We caught up with David at Harpers Ferry. David wanted to look around the town, as he had never been. My leg hurt if I walked around– it felt better to be on the bike, strangely enough. Steve accompanied David on his tour, while Jane, Nathan, and I rode on to Brunswick, to a favorite randonneuring coffee stop.
Coffeeneuring Stop #3
Beans in the Belfry
Friday, October 11, 2013 (using the furlough rule)
Rooibos tea with lunch (and pumpkin pie)
19.9 miles from Comfort Inn, Shepherdstown, WV
I loved Beans in the Belfry. I could have stayed there all afternoon. It was a warm, inviting space.
David and Steve caught up with us there. I had already finished my soup-and-sandwich lunch, but I figured I might as well keep eating while they were having lunch, so I had a piece of pumpkin pie.
The rain, once again, fell steadily throughout the entire day. The hardest part was always leaving a nice, warm, dry place to ride into the cold and wet. But we kept going out there.
For Jane, Nathan, and I, we were heading back into the familiar territory. We stopped by the lockhouse we stayed in this past summer, and waxed nostalgic with our friends about our stay there.
The Monocacy Aqueduct remains one of my favorites (if one could have a favorite aqueduct) on the trail.
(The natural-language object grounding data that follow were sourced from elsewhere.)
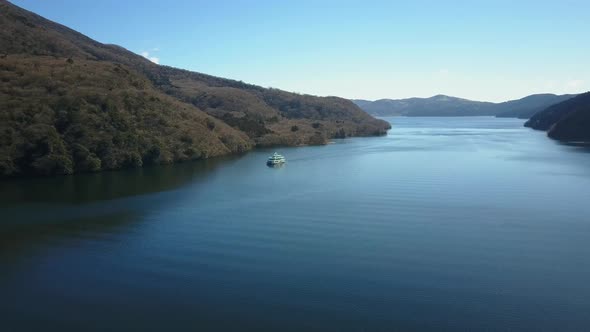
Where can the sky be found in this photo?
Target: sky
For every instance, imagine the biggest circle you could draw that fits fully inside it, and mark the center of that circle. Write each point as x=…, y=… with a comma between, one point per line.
x=481, y=50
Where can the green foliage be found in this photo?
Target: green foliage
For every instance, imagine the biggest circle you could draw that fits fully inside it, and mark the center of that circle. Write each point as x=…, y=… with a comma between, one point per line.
x=70, y=104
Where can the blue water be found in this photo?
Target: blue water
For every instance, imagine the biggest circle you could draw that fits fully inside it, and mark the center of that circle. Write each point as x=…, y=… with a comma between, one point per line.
x=446, y=224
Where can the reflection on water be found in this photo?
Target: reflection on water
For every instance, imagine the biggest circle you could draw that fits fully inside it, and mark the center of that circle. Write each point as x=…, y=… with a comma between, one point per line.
x=84, y=188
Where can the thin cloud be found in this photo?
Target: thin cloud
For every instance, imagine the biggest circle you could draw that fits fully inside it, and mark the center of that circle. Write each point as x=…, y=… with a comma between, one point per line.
x=574, y=84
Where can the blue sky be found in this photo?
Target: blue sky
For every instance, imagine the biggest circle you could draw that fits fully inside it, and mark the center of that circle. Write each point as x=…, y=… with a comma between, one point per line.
x=482, y=50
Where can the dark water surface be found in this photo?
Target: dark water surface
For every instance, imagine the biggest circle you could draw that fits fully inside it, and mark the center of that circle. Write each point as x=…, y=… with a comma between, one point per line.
x=445, y=224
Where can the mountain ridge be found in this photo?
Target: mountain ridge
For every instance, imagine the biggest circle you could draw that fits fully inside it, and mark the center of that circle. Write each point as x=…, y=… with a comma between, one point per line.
x=71, y=104
x=568, y=121
x=443, y=105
Something about the construction fascinates me. As we approached, we thought we heard gunshots in the distance. It might have actually been trees breaking. We watched the muddy river rush through, carrying fallen trees. (Compare the water height with this picture, taken in the summer.)
After days of not seeing anyone on the trail, we saw a jogger near mile 40. We waved hello, and he said something about sticking it to the Tea Party. We stopped to talk with him for a while. It turns out that he was a retired federal employee. He took our picture before we rode on.
When we were planning this trip several months ago, our original route for this part was to stay at Harpers Ferry, and then go home to DC. This would have been over 70 miles for the last leg of the trip, of which the final miles would have been the rockiest. Looking back on it now, I think we could have done it without any problems, but while we were planning it, we had thought that it might have been difficult riding to make the last stage the longest. We decided to break it up into two days, staying overnight in Leesburg, VA.
We took White’s Ferry, which crosses the Potomac River from Maryland to Virginia. By this time, it was dark. Our plan was to ride on the shoulder of Route 15 to the hotel, but the highway was undergoing renovation, so the shoulder was grooved and had loose gravel, and road itself had temporary dots instead of lines. It was impossible to ride the shoulder. I chose to ride on the right side of the paved road with my lights on, wearing my reflective rainjacket.
I admit it was a reckless thing to do, and very dangerous. The drivers seemed to have seen me just fine and gave me wide berth. The rest of the group wisely walked their bikes to the intersecting road several miles down. I got to the road and waited for them, putting up with catcalls from cars in the meantime.
We managed to ride/walk the rest of the way on smaller roads to the hotel. We checked in, hosed off our bikes, and carried them up the stairs to our rooms.
Once again, we did delivery (Chinese and Thai food this time), beer, and laundry that night. While Steve was on the phone with the restaurant, I peeled off my bandage to apply a new one. I sprayed the antiseptic on, but this time it stung like hell. Involuntarily, I let fly a string of curse words so loud everyone stopped to look at me. sorry!
When the food came, I spilled hot soup all over me, which caused me to curse all over again. I did manage to get some food in me instead of on me, though.
One day closer to home. I took an ibuprofen and tried to get some sleep.